All implementation details are private to a service. The message-oriented façade that every service exposes provides ample insulation from the implementation choices made by a particular service developer. This opacity is critical to service autonomy, and allows flexibility of programming models, operating systems, and other implementation details. It also allows the substitution of one service implementation for another. Ideally, as long as both services respond to the same set of request messages with comparable results, the requestor is none the wiser that a different implementation of a service has been used.

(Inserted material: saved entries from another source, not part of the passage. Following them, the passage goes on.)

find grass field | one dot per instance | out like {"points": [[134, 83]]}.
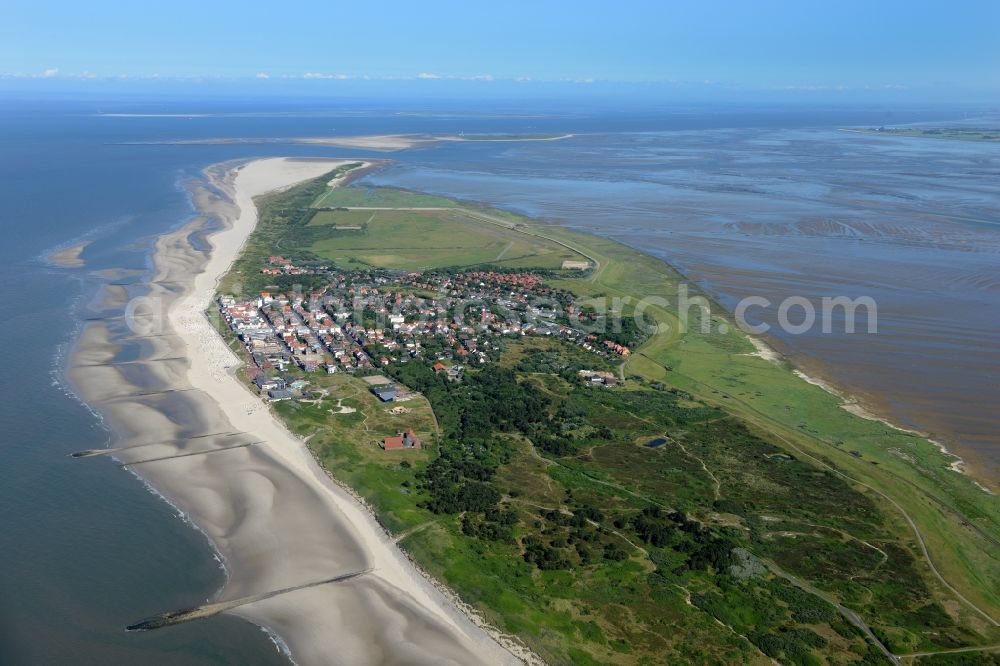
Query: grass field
{"points": [[424, 239], [379, 197], [340, 218]]}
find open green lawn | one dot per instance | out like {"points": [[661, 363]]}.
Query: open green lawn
{"points": [[379, 197], [424, 239]]}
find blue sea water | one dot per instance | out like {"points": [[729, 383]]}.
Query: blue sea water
{"points": [[86, 547]]}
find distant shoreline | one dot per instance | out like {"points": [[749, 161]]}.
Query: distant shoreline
{"points": [[376, 142]]}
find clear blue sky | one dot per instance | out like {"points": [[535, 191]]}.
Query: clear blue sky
{"points": [[803, 45]]}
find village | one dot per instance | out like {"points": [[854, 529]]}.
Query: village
{"points": [[363, 321]]}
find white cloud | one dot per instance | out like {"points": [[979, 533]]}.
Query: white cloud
{"points": [[319, 75]]}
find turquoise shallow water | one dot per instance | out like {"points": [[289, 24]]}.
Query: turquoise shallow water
{"points": [[87, 548]]}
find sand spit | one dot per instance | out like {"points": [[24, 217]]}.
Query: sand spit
{"points": [[275, 517], [377, 142], [69, 257]]}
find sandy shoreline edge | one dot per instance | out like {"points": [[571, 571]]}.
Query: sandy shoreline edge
{"points": [[856, 406], [274, 516]]}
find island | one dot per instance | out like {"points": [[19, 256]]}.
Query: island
{"points": [[953, 133], [527, 414]]}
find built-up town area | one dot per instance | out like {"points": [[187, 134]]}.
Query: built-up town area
{"points": [[364, 320]]}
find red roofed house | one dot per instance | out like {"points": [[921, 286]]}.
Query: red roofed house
{"points": [[406, 440]]}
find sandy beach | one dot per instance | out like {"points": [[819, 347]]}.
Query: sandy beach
{"points": [[69, 257], [191, 429]]}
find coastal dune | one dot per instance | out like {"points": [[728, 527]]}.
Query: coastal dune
{"points": [[190, 428]]}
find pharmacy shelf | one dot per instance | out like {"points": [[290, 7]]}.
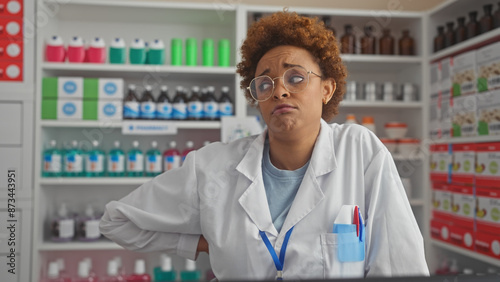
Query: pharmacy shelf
{"points": [[465, 252], [118, 124], [108, 181], [381, 104], [79, 246]]}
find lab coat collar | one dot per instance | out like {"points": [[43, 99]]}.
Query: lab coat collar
{"points": [[254, 200]]}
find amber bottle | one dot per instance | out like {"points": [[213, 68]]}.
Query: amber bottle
{"points": [[386, 43], [439, 39], [486, 22], [368, 41], [473, 25], [348, 41], [461, 30], [406, 44]]}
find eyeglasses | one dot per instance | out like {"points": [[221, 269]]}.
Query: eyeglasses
{"points": [[295, 80]]}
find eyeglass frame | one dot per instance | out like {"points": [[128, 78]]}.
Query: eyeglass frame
{"points": [[283, 81]]}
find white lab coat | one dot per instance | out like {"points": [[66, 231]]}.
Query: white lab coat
{"points": [[219, 192]]}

Given the emphasis on autonomous services, it is somewhat ironic that Web services place a great deal of emphasis on the transparency of implementation-specific information. For example, if a service were completely opaque, one could not tell whether the set of input messages accepted by Service A were similar to or different from those accepted by Service B. For this reason, services are expected to make their publicly visible aspects transparent to the outside world. This transparency is achieved through the use of contracts, machine-readable descriptions of the messages a service sends or receives, as well as the abstract capabilities and requirements of the service.
Public service descriptions are essential for creating a rich ecosystem for tools and execution environments, and play an important part in achieving interoperability between heterogeneous systems. Development tools rely on service descriptions in order to create programmer-friendly language bindings for the messages a service accepts or sends. Deployment tools rely on service descriptions to wire up a deployed service to one or more publicly visible endpoint addresses. Management tools rely on service descriptions to track whether a given service is operating within its expected collection of input and output messages. Finally, the runtime binding of a requestor to a given service can take advantage of service descriptions to ensure that a compatible service is selected during the normal execution of an application.
Managed transparency not only applies to descriptions of services, but also to the messages themselves. Unlike monolithic protocols of the past, SOAP and WS-Security together provide a flexible security layer in which different parts of a message may have distinct security characteristics. This means that the sender may elect to leave some aspects of the message completely transparent and visible to all potential readers, while encrypting other parts of the message for only a trusted set of readers to see. In the general case, each message part may be encrypted for a distinct set of readers. Those message parts that are not encrypted can be signed to protect them against tampering.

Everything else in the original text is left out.